Stone goes on to talk about the exhilaration of writing, which I suppose I have felt from time to time. It’s an uncommon pleasure, though, that exhilaration, and I know better than to count on it for motivation. Besides, for me at least, the exhilaration of writing is like a runner’s high–a sweaty, exhausted, woozy happiness, less a product of the writing itself than a product of having written.
Meanwhile, however, there’s still Stone’s phrensied example–not to mention the examples of any number of other contemporary writers who describe the same altered state–to contend with. I once watched silent tears slide down a friend’s cheeks as she read from the emotional climax of one of her stories. I was proud of her, of course–the story was superb–but there’s no gracious way of describing what else I felt. I was jealous.

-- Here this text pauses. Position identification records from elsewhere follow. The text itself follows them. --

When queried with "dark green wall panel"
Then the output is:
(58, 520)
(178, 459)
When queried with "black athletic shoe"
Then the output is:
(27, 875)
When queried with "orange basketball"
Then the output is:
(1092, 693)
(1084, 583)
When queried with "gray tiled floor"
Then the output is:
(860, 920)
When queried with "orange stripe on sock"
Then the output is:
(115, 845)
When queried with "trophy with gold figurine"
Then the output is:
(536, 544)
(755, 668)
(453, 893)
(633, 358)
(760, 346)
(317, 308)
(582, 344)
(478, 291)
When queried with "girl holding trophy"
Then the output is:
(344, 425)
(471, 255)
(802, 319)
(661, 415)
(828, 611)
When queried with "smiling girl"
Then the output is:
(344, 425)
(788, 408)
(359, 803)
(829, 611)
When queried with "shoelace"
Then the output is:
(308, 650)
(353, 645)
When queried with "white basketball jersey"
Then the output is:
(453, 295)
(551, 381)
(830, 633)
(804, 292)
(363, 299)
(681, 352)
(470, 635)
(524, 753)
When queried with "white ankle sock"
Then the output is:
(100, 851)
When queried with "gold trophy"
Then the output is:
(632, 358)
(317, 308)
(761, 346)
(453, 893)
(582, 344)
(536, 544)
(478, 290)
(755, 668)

I don’t really believe Cicero or Plato when they say that phrensy is necessary to art, that the artist at work must submerge herself beneath a flood of divine inspiration. My own experience simply doesn’t bear that out. And besides, there voices far more authoritative than my own that speak on behalf of the intellect and conscious control. Take Alice Munro, for example–who, when asked whether her characters ever surprised her, coolly replied, “Yes, I guess sometimes. There are certainly some things that happen that get incorporated. But mostly I keep them in pretty good control. Mostly what’s interested me before I ever started writing stays what interests me.”
Or consider Katherine Anne Porter, who says, “If I didn’t know the ending of a story, I wouldn’t begin. I always write my last lines, my last paragraph, my last page first, and then I go back and work towards it. I know where I’m going. I know what my goal is.” This doesn’t mean that Porter assembles her stories like pieces of Ikea furniture–“How I get [to the predetermined ending] is God’s grace,” she adds–but merely that the cool, rational, unphrensied intellect has an important role to play in her writing process.
This reminds me of Mary Oliver‘s description of writing a poem: “a kind of possible love affair between something like the heart (that courageous but also shy factory of emotion) and the learned skills of the conscious mind.”
Yes, I think, that sounds about right.
Still, am I wrong to envy Robert Stone and Ion the rhapsodist?